Solving Electrolysis Questions: NaBr(aq) & Comparing Eo Values

[Thevanquished]

Here is the question:

Predict the products formed at the anode and at the cathode when NaBr(aq) is electrolysed using inert electrodes

Answer:

Somehow i got 2 different answers by different answer sheets

One of them stated that Br₂ gas (anode) and H₂ gas (cathode) would be liberated

However, the other one writes H₂(cathode) , H₂O and O₂ (anode) are formed

There is no arguments for the products formed at the cathode as clearly it is H₂ gas which is liberated there. However, the question lies in the products formed at the anode. Which one is correct?

E^o values if needed:
Br₂ + 2e ::equil:: 2Br^- E^o= +1.07V
Na⁺ + e ::equil:: Na E^o= -2.71V
O₂ + 4H⁺ + 4e ::equil:: 2H₂O E^o= +1.23V
O₂ + 2H₂O + 4e ::equil:: 4OH^- E^o= +0.40V[/color]
2H₂O + 2e ::equil:: H₂ + 2OH^- E^o= -0.83V

The ones in red are the equations in question. Which one should i use to compare E^o values with Br at the anode (oxidation)? And why?
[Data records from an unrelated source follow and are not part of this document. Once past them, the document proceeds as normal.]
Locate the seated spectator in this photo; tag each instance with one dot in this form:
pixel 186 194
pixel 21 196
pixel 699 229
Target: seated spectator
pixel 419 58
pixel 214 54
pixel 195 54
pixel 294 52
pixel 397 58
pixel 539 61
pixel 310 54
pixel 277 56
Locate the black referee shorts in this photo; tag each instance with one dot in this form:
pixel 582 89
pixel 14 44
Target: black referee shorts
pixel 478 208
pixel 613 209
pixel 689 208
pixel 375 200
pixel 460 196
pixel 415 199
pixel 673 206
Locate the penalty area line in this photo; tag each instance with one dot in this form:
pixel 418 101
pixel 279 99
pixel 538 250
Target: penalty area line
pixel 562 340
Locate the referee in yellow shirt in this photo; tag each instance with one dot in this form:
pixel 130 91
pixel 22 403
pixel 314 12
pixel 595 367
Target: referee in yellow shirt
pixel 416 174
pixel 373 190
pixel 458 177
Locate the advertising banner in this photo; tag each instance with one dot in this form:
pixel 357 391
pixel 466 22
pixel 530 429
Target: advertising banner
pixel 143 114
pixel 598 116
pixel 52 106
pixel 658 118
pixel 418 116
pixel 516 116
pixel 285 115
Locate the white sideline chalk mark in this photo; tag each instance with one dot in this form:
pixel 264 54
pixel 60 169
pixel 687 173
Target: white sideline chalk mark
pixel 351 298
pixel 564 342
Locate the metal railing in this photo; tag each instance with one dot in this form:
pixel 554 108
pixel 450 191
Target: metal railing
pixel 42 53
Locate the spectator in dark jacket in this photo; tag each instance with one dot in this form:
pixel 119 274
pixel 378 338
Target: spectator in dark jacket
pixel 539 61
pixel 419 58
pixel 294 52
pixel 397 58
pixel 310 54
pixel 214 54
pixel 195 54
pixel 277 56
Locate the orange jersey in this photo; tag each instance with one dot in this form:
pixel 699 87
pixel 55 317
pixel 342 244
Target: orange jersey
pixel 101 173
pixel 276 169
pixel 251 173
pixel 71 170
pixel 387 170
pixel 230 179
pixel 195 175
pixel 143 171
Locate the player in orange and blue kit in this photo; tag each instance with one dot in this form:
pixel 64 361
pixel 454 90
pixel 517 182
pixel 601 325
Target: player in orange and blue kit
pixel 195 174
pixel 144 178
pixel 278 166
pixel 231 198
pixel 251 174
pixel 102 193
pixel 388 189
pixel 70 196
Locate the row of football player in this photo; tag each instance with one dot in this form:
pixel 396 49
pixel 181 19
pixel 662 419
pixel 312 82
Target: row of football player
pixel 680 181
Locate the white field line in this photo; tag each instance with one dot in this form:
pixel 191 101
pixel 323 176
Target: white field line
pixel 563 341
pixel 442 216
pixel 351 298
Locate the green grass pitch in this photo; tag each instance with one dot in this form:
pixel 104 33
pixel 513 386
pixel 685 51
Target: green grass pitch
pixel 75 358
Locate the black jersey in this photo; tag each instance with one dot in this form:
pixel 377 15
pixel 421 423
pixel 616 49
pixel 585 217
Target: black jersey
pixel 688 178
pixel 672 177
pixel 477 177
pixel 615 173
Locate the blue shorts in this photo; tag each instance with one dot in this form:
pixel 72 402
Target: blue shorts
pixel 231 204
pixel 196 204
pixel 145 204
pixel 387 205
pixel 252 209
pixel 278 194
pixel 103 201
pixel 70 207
The answer which states that bromine gas is liberated is most probably the right one (as it is provided by my school) but it used the O₂ + 4H⁺ + 4e ::equil:: 2H₂O equation to compare instead of O₂ + 2H₂O + 4e ::equil:: 4OH^- why is this so?[/color]

 

[Fightfish]

Where would you get your "4OH-" from in an aqueous solution of NaBr? The equilibrium concentration of it from the self-ionisation of water is going to be very insignificant and negligible (hence E value of the half-cell would be very positive actually, since equilibrium position lies very far to the right)

 

[Thevanquished]

Aren't OH- ions produced in the cathode?